Dominacja kilku największych spółek naszego parkietu w obrotach i kształtowaniu nastroju inwestycyjnego jest dostrzegalna już od dłuższego czasu. W ostatnich tygodniach jednak wpływ ten zaczyna przybierać dość karykaturalne formy. Jest oczywiste, że "atmosferę" na każdym rynku, nawet najbardziej rozwiniętym, tworzą wiodące spółki. Gwałtowny spadek lub wzrost ceny jednego z blue chipów powoduje, że papiery pozostałych podążają jego śladem, ale zmiana indeksu jest skutkiem zmian cen kilkunastu lub kilkudziesięciu walorów. Większość indeksów giełdowych jest w miarę odporna nawet na duże wahania kursów największych firm, wchodzących w ich skład.

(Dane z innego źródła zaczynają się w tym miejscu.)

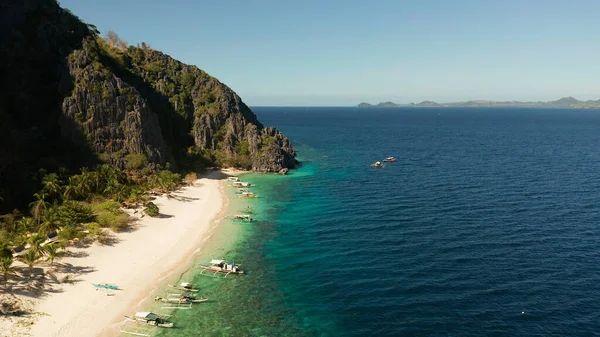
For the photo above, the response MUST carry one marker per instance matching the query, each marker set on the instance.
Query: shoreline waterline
(76, 309)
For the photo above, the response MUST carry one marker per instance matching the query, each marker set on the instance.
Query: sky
(338, 53)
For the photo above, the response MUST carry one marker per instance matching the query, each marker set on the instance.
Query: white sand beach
(136, 263)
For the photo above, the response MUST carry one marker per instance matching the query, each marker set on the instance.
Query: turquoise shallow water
(488, 213)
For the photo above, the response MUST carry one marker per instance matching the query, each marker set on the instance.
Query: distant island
(565, 102)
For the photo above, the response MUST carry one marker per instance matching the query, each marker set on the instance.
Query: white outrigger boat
(221, 266)
(247, 194)
(184, 286)
(241, 184)
(243, 218)
(151, 318)
(180, 299)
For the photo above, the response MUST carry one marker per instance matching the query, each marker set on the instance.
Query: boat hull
(219, 270)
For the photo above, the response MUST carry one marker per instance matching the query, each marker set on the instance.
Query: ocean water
(487, 225)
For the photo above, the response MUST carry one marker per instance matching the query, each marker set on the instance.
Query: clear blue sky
(331, 52)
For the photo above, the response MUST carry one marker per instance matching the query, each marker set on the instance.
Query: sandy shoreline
(137, 263)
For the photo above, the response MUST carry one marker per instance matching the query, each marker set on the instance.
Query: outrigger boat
(248, 195)
(105, 286)
(185, 286)
(244, 218)
(150, 318)
(241, 184)
(184, 298)
(221, 266)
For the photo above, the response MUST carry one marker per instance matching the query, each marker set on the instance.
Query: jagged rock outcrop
(111, 114)
(69, 99)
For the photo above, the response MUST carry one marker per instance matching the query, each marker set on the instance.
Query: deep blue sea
(487, 225)
(489, 213)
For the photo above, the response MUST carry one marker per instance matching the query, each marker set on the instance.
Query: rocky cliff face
(70, 99)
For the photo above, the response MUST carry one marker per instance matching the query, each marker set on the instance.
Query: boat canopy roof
(146, 314)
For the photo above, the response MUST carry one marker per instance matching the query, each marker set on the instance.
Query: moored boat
(241, 184)
(248, 195)
(184, 286)
(180, 299)
(222, 266)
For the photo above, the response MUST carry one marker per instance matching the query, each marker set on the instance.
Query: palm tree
(7, 268)
(73, 188)
(30, 258)
(39, 206)
(49, 225)
(51, 250)
(87, 182)
(51, 185)
(35, 244)
(121, 193)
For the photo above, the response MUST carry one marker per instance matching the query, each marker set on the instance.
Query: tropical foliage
(80, 206)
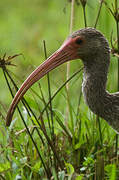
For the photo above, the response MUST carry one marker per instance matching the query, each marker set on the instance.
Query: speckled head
(85, 44)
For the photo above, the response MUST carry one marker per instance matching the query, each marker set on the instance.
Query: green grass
(77, 146)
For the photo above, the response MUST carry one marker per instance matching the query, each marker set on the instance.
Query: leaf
(4, 166)
(70, 168)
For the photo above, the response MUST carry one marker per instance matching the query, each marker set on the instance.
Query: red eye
(79, 41)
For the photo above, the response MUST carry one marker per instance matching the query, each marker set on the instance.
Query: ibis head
(92, 48)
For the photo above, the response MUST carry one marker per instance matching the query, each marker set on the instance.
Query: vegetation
(53, 134)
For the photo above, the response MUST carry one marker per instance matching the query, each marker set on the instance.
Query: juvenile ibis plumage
(92, 48)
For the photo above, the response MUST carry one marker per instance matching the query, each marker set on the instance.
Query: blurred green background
(25, 24)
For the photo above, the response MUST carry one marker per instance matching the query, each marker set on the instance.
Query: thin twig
(99, 11)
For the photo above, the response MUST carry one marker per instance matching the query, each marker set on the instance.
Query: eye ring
(79, 41)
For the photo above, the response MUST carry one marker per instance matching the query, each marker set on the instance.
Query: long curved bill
(62, 55)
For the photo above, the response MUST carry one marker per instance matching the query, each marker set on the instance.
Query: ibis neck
(94, 83)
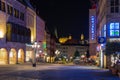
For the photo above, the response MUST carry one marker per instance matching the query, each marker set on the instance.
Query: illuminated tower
(70, 37)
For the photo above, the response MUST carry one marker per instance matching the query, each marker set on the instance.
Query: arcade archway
(12, 56)
(3, 56)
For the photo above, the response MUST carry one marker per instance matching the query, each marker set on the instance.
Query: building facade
(107, 26)
(13, 32)
(20, 27)
(92, 32)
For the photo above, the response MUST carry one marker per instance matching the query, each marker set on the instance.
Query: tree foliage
(112, 48)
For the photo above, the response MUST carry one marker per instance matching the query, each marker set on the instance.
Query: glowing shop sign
(92, 27)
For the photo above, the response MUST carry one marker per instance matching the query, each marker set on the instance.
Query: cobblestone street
(54, 72)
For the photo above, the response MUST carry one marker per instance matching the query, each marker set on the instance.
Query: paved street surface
(54, 72)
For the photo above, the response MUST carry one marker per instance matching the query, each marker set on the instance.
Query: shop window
(114, 6)
(9, 9)
(22, 16)
(16, 13)
(114, 29)
(3, 6)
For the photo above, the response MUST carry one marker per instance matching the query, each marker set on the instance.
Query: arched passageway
(3, 56)
(12, 56)
(21, 56)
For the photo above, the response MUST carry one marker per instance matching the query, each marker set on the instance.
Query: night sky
(70, 17)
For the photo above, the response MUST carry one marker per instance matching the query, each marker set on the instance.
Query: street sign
(101, 40)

Ponieważ konstrukcja naszych indeksów jest podobna do ich zagranicznych odpowiedników, to skrzywienia obrazu, charakterystycznego dla polskich wskaźników koniunktury giełdowej, należy raczej upatrywać w cechach charakterystycznych naszego rynku. Wciąż trudno powiedzieć, by był on w pełni dojrzały i ukształtowany. Wciąż jest mały, o niewielkiej płynności (szczególnie z punktu widzenia inwestorów instytucjonalnych) i niewielkiej liczbie atrakcyjnych spółek. Jego struktura nie tworzyła się w sposób naturalny, w rytm rozwoju przedsiębiorstw i całej gospodarki, tak jak np. w Stanach Zjednoczonych, lecz powstała w wyniku administracyjnych wyborów, podporządkowanych prywatyzacyjnej strategii Skarbu Państwa, czy też raczej potrzebom łatania budżetowych dziur. Trudno więc mówić, by była ona nadmiernie zrównoważona (zarówno z punktu widzenia reprezentowanych na giełdzie branż, jak też np. wielkości firm).

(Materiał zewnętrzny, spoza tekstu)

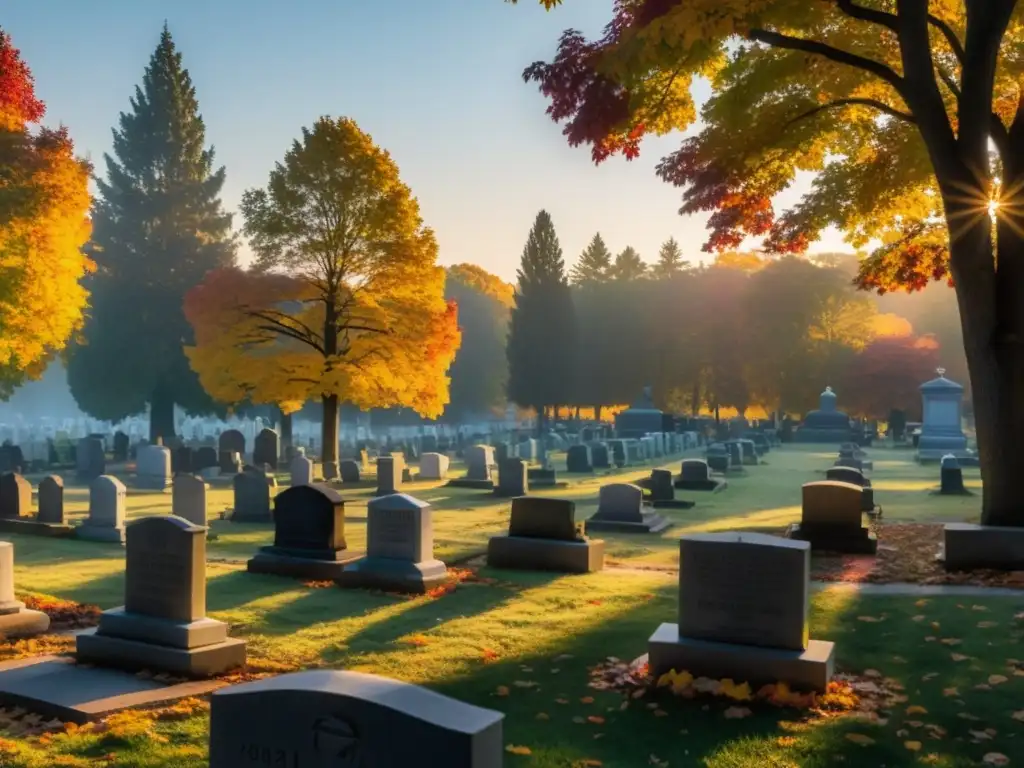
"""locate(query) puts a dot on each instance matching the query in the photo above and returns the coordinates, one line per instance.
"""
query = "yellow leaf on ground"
(995, 758)
(859, 738)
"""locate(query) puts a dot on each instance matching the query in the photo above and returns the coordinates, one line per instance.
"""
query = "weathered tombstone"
(252, 497)
(301, 470)
(349, 470)
(433, 466)
(121, 444)
(266, 449)
(830, 519)
(308, 535)
(951, 476)
(399, 548)
(719, 458)
(51, 501)
(182, 460)
(90, 459)
(107, 511)
(388, 475)
(694, 474)
(579, 460)
(153, 467)
(15, 620)
(326, 717)
(512, 478)
(188, 499)
(742, 613)
(15, 497)
(621, 509)
(231, 441)
(163, 625)
(543, 536)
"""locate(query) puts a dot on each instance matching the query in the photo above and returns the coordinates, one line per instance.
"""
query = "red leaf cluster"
(17, 93)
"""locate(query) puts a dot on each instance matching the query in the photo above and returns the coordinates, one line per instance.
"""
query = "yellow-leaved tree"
(347, 302)
(44, 202)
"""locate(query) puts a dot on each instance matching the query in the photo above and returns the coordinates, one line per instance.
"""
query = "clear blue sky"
(436, 82)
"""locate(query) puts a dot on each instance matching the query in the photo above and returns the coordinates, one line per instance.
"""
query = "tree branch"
(883, 108)
(822, 49)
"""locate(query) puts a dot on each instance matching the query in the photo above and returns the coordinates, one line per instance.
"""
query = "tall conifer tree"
(594, 263)
(543, 327)
(159, 227)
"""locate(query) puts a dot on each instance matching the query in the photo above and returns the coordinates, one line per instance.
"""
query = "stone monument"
(330, 718)
(163, 625)
(742, 613)
(399, 548)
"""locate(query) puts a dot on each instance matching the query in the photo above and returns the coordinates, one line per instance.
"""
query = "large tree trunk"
(329, 437)
(161, 416)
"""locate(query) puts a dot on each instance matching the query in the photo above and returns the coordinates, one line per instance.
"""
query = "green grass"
(527, 623)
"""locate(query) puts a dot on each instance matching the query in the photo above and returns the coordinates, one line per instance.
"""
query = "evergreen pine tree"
(670, 260)
(542, 332)
(158, 228)
(629, 265)
(594, 263)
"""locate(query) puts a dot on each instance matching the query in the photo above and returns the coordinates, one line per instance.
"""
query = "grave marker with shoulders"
(399, 548)
(266, 449)
(90, 459)
(15, 620)
(107, 511)
(433, 466)
(543, 536)
(252, 497)
(153, 468)
(331, 718)
(479, 460)
(742, 613)
(349, 470)
(951, 477)
(830, 519)
(578, 460)
(163, 625)
(188, 499)
(388, 475)
(308, 536)
(621, 509)
(512, 478)
(694, 474)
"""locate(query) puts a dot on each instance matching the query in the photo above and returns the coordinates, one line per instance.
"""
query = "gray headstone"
(188, 499)
(749, 589)
(165, 570)
(328, 718)
(51, 501)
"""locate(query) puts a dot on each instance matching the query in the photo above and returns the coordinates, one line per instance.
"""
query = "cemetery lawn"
(523, 643)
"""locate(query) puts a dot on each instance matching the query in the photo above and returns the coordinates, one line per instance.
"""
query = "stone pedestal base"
(710, 485)
(99, 534)
(835, 539)
(465, 482)
(968, 547)
(24, 623)
(34, 527)
(394, 576)
(520, 553)
(806, 671)
(267, 560)
(650, 522)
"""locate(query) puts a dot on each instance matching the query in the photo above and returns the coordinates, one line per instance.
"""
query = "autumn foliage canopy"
(44, 201)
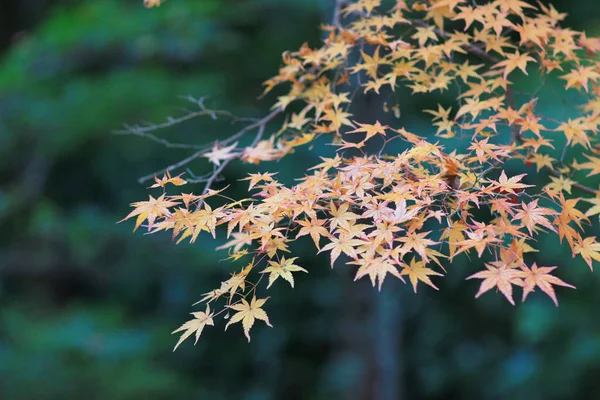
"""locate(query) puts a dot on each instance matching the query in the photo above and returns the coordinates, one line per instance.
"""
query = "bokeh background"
(87, 306)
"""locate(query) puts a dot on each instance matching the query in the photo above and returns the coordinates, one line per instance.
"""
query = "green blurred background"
(87, 307)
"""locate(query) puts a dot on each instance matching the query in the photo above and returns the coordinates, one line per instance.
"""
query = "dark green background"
(87, 307)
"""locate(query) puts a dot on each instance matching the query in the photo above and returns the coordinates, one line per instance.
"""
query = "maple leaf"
(150, 210)
(540, 277)
(500, 277)
(515, 60)
(342, 244)
(314, 228)
(152, 3)
(370, 130)
(589, 249)
(218, 154)
(509, 184)
(531, 215)
(248, 313)
(283, 268)
(177, 180)
(196, 325)
(417, 271)
(377, 269)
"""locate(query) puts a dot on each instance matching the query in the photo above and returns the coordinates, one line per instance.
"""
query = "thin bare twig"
(258, 124)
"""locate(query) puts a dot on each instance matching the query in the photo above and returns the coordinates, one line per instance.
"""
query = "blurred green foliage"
(87, 307)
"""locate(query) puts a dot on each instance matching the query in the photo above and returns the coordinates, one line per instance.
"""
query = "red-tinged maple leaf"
(219, 154)
(499, 277)
(340, 216)
(509, 185)
(370, 130)
(196, 325)
(417, 242)
(532, 215)
(377, 269)
(177, 180)
(342, 244)
(150, 210)
(515, 60)
(417, 271)
(589, 249)
(540, 277)
(314, 228)
(282, 268)
(248, 313)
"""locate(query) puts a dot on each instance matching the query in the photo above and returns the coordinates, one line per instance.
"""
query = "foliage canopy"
(396, 211)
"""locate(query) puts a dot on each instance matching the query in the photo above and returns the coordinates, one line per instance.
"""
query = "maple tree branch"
(481, 53)
(337, 13)
(213, 177)
(260, 124)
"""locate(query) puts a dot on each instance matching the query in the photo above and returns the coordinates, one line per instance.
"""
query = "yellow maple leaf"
(248, 313)
(196, 325)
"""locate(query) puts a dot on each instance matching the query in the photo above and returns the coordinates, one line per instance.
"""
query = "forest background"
(87, 307)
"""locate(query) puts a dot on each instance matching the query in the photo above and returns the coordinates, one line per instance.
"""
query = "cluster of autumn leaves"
(403, 214)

Dlatego też nasze indeksy, których konstrukcja zakłada nadawanie poszczególnym spółkom wag proporcjonalnie do ich kapitalizacji, są bardzo wrażliwe na wszelkiego typu "falowania" preferencji inwestorów, szczególnie w odniesieniu do spółek dużych (a trzeba pamiętać, że są one duże tylko w naszej lokalnej skali).

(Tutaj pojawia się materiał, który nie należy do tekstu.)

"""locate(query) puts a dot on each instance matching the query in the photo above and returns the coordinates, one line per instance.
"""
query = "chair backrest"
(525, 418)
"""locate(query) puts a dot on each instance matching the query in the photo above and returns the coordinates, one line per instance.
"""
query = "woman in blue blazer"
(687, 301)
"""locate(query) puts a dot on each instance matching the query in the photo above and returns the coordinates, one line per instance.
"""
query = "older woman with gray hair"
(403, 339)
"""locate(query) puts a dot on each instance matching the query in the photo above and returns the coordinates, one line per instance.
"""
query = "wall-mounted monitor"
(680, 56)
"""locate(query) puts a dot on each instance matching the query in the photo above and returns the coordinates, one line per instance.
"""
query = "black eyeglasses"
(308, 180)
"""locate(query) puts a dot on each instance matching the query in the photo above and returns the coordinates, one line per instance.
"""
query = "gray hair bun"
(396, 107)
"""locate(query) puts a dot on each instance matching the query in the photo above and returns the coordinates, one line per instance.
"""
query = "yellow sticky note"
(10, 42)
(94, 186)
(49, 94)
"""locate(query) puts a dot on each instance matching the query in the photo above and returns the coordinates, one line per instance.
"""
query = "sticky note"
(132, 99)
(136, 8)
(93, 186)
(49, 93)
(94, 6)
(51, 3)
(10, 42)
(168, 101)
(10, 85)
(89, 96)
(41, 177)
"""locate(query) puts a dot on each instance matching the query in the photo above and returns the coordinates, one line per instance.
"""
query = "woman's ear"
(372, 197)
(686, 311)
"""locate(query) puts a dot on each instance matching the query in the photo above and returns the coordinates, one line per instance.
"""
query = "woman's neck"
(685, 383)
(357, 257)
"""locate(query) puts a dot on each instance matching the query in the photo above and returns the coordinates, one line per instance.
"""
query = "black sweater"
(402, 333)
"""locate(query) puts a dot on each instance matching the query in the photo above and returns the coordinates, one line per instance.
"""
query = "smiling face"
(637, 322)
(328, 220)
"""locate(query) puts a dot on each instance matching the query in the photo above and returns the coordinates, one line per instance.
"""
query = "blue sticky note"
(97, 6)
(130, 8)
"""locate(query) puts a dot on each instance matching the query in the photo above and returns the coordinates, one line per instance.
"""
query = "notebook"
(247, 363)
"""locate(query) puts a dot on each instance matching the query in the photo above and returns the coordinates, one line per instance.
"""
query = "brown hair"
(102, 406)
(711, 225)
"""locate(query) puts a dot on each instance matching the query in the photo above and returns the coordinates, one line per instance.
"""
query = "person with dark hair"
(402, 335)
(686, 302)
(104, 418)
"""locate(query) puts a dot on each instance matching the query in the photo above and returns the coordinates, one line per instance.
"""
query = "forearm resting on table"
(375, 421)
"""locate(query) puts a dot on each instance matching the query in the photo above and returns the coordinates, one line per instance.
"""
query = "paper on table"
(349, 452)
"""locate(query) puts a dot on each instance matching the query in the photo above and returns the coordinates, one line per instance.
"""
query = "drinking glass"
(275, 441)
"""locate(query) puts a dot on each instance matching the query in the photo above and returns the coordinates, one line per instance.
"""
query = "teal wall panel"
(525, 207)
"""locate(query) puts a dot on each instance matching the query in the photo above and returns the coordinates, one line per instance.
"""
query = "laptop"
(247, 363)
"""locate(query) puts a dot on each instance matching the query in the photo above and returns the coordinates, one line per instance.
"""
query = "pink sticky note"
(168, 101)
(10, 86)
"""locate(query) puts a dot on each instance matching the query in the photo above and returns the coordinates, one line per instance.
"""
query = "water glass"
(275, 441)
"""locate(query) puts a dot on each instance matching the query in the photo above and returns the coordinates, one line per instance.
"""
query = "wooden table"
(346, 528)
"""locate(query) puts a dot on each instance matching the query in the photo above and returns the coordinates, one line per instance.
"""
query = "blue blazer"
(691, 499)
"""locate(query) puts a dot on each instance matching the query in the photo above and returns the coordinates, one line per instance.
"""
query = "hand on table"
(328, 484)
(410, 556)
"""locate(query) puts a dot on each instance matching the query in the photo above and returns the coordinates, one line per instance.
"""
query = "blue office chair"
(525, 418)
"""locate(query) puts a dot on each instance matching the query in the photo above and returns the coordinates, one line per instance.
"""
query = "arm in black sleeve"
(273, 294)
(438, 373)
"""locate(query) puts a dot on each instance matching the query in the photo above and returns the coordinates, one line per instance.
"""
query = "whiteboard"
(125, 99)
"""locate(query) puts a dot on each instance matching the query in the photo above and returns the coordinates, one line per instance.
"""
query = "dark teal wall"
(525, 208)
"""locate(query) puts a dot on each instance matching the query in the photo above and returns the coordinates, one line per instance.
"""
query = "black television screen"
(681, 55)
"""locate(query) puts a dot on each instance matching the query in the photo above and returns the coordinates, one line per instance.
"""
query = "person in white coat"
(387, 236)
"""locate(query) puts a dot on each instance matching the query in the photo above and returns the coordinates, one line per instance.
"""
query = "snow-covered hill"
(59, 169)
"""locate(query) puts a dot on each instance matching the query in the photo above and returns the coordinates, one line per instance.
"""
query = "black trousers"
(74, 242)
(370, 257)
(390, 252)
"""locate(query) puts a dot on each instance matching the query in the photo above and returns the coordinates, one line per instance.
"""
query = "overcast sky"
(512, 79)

Z sytuacją takiego właśnie falowania, mamy do czynienia w ostatnich tygodniach. Wyraźnie widać, że wpływ na WIG20 mają w rzeczywistości zaledwie 2-3, najwyżej cztery największe i najbardziej płynne spółki: Pekao, PKN, TP SA i KGHM. W ostatnich dniach wielokrotnie obserwowaliśmy, jak zaledwie dwie firmy spośród tej czwórki, występując w różnych konfiguracjach "robiły" cały wzrost indeksu, podczas gdy kursy pozostałych walorów ulegały niewielkim zmianom. Raz były to Pekao z TP SA, raz PKN z KGHM, i tak na zmianę.Niektórzy, jak zwykle, doszukiwali się w tym celowego działania tajemniczych sił, manipulujących rynkiem. To jednak zainteresowanie inwestorów wymienionymi spółkami, potwierdzone bardzo wysokimi obrotami, spowodowało, że indeks znalazł się pod przemożnym ich wpływem. Nie może być jednak inaczej, gdy udział samego Pekao w portfelu WIG20 stanowi ok. 18%, wszystkie cztery największe spółki zaś zajmują w nim łącznie prawie 50%. Papiery tych samych firm stanowią prawie 40% indeksu WIG.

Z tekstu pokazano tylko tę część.